“Dieci Stratagemmi” era stato un album intellettualmente vivace. In esso Battiato era ancora vitale, sebbene la scaletta si concludesse con un brano dagli umori apparentemente apocalittici come “La porta dello spavento supremo (il sogno)”:

“Quello che c'è, ciò che verrà
ciò che siamo stati
e comunque andrà
tutto si dissolverà
Nell'apparenza e nel reale
nel regno fisico o in quello astrale
tutto si dissolverà

Sulle scogliere fissavo il mare
che biancheggiava nell'oscurità
tutto si dissolverà

Bisognerà per forza
attraversare alla fine
la porta dello spavento supremo”


Il conoscitore smaliziato di Battiato non si sorprenderà più di tanto, abituato all’approccio esistenzialista che soggiace alle liriche del cantautore siciliano, spesso coadiuvato dall’amico filosofo Manlio Sgalambro: da un lato, uno sguardo feroce rivolto a quel mondo materiale che è dominio di vizio e corruzione; dall’altro, la ricerca spirituale che innalza ed eleva alla virtù.

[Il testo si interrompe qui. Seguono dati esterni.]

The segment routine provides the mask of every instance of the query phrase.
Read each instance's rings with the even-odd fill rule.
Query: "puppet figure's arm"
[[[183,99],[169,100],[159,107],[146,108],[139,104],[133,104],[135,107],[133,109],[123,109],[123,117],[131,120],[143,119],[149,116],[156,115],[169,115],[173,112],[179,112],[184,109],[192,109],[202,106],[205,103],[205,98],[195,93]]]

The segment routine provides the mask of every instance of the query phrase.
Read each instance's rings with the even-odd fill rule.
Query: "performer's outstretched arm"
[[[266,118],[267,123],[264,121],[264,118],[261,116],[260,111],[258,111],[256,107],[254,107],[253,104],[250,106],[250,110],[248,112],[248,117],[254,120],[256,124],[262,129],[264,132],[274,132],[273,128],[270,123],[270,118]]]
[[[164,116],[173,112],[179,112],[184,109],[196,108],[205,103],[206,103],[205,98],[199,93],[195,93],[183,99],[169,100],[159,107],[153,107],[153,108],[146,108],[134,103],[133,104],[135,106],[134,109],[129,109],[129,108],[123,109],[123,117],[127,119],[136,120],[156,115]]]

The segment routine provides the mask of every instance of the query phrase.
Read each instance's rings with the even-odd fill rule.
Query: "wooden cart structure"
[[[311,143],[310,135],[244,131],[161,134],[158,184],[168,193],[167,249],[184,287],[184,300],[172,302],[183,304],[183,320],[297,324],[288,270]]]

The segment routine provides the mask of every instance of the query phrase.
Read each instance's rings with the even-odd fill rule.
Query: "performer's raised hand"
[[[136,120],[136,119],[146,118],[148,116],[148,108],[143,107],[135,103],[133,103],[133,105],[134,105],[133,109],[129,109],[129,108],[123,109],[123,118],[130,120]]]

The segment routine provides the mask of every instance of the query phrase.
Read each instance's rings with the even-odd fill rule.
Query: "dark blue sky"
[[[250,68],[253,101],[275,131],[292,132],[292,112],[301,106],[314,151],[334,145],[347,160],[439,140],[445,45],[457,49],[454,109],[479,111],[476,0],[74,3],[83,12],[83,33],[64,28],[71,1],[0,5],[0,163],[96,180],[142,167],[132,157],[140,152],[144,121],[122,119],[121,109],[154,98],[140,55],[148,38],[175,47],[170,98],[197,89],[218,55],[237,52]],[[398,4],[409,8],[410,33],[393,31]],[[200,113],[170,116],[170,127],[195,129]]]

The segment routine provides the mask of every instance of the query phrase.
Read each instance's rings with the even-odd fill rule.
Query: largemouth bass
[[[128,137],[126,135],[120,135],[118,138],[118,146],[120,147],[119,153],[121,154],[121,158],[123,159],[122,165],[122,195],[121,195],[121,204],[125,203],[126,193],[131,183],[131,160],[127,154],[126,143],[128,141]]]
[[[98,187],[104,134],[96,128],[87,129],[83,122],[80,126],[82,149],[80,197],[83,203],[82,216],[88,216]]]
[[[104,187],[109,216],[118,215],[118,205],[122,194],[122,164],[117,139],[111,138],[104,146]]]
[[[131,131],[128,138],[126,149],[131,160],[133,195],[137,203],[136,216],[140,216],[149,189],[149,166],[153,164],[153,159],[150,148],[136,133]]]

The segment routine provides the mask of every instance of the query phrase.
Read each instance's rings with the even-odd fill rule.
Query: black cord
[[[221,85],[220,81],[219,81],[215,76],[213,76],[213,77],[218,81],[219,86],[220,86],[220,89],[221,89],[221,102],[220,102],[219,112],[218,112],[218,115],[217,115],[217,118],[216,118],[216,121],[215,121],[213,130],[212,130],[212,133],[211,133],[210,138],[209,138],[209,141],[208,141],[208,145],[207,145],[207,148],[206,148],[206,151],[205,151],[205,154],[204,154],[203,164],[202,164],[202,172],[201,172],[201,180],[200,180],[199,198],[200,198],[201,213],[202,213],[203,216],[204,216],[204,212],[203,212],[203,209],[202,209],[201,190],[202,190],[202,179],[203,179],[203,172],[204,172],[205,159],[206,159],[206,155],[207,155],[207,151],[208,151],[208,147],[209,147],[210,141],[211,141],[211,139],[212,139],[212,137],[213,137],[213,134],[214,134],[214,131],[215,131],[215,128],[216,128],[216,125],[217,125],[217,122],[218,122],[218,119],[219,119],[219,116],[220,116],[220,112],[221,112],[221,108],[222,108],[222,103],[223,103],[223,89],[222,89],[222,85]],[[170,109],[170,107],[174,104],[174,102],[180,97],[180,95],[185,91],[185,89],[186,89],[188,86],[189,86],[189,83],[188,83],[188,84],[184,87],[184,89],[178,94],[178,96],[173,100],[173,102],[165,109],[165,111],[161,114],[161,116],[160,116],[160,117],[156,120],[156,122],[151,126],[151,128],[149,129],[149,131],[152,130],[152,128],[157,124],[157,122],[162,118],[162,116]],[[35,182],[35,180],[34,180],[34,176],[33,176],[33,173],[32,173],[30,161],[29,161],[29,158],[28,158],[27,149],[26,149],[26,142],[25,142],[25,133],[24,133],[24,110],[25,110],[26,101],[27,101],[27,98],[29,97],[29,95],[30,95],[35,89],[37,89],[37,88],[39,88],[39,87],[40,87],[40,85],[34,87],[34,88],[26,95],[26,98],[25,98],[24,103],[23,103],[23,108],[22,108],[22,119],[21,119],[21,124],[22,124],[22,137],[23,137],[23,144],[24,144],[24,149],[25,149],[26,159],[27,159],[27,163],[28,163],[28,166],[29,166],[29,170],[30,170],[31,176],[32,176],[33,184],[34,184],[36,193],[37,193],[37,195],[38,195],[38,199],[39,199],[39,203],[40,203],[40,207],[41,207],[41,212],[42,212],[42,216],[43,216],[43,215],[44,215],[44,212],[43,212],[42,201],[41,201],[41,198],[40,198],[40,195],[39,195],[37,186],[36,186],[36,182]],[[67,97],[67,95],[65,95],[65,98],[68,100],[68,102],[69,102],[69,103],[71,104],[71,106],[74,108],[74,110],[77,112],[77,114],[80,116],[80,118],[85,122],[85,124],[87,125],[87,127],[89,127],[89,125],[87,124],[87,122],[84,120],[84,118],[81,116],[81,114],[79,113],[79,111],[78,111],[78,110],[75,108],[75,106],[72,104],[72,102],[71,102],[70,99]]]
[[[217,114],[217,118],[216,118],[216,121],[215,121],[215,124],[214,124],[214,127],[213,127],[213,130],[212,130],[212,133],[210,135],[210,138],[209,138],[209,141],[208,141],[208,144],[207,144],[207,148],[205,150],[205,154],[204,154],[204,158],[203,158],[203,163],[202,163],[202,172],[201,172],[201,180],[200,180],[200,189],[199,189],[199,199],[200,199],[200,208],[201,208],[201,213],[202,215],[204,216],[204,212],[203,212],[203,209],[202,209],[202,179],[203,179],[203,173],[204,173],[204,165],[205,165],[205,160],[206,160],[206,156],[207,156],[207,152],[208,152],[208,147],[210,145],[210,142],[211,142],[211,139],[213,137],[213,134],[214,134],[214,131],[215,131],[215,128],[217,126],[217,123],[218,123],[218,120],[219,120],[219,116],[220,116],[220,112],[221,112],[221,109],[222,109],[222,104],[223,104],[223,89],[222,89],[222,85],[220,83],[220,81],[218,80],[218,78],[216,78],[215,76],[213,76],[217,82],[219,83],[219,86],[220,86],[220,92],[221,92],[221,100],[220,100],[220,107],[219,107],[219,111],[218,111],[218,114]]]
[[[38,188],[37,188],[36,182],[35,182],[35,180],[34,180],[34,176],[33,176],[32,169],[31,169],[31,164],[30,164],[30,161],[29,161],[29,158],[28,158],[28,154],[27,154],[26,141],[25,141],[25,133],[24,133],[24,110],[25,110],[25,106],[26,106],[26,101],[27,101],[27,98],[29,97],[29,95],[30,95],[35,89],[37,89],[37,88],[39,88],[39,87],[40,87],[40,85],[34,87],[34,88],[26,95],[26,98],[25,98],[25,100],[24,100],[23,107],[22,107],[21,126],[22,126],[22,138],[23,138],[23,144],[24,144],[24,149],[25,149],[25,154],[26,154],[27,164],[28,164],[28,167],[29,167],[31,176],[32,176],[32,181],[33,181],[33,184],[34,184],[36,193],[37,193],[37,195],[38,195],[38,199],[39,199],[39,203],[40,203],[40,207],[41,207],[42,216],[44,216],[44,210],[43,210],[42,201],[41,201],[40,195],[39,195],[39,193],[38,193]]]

In verità, nel Battiato-pensiero la Morte viene superata attraverso la ricerca del Divino (“E ti vengo a cercare” ne è l’esempio più noto). In questo percorso, le discipline orientali, le pratiche di meditazione sono strumenti utili per raggiungere una maggiore consapevolezza; l’immortalità, infine, l’individuo la trova confluendo nell’Universale, come parte di un tutto, e il meccanismo della reincarnazione ha in questo un ruolo (a proposito di “nuove forme di esistenza” si vada a leggere i testi di “Il mantello e la spiga” e “Vite parallele”). La Morte non è pertanto una novità in casa Battiato, ma anche quando il tema veniva in passato trattato in modo esplicito, raramente il discorso si ammantava di toni drammatici: lo sguardo severo ed accigliato era piuttosto rivolto alla pochezza ed alla vacuità dell’esistenza terrena; ma quanto alla Morte stessa, essa veniva contemplata con sereno distacco o, nel peggiore dei casi, con ironia. In “Breve invito a rinviare il suicidio”, per esempio, egli cantava:

”Va bene, hai ragione,
se ti vuoi ammazzare.
Vivere è un offesa
che desta indignazione...
Ma per ora rimanda...
E' solo un breve invito, rinvialo.”


Era il 1995, Battiato aveva cinquant’anni. Già dieci anni più tardi (“Dieci stratagemmi” è del 2004) il suo sguardo si inacidirà; quasi vent’anni dopo il discorso si farà ulteriormente più cupo:

“Ho voglia di appartarmi e di seguire la mia sorte, perché morire è come un sogno.

Pura, Inaccessibile, Avvolta in una Eterna Ombra solitaria,
Oscurità, Impenetrabile, Intensa, Impervia, Immensa…
ha dato vita agli Dei, nessun uomo ha mai sollevato il suo Velo”


Questo è dunque l’ultimo Battiato, quello di “La polvere del branco”, episodio cardine di “Apriti Sesamo” (2012), ad oggi l’ultimo album di inediti rilasciato dall’autore. Fra questi versi e la sentenza de “La porta dello spavento supremo (il sogno)”, vi era stato “Il Vuoto” (2007), un album artisticamente tiepido e dai toni moderati, che aveva tuttavia costituito un passo ulteriore per gli sviluppi del “posizionamento esistenziale” dell’artista. Il Battiato di “Dieci Stratagemmi” stava ancora nel mondo: affermava con fierezza la sua solitudine (che si macchiava di elitarismo in “Le aquile non volano a stormi”), rivendicava con forza la sua indipendenza intellettuale (“I’m that”) e si confrontava con i temi dell’attualità (criticava la politica internazionale dell’allora presidente degli Stati Uniti George Bush JR in “Ermeneutica”), dispensando persino saggi consigli su come affrontare i momenti difficili (“Conforto alla vita”).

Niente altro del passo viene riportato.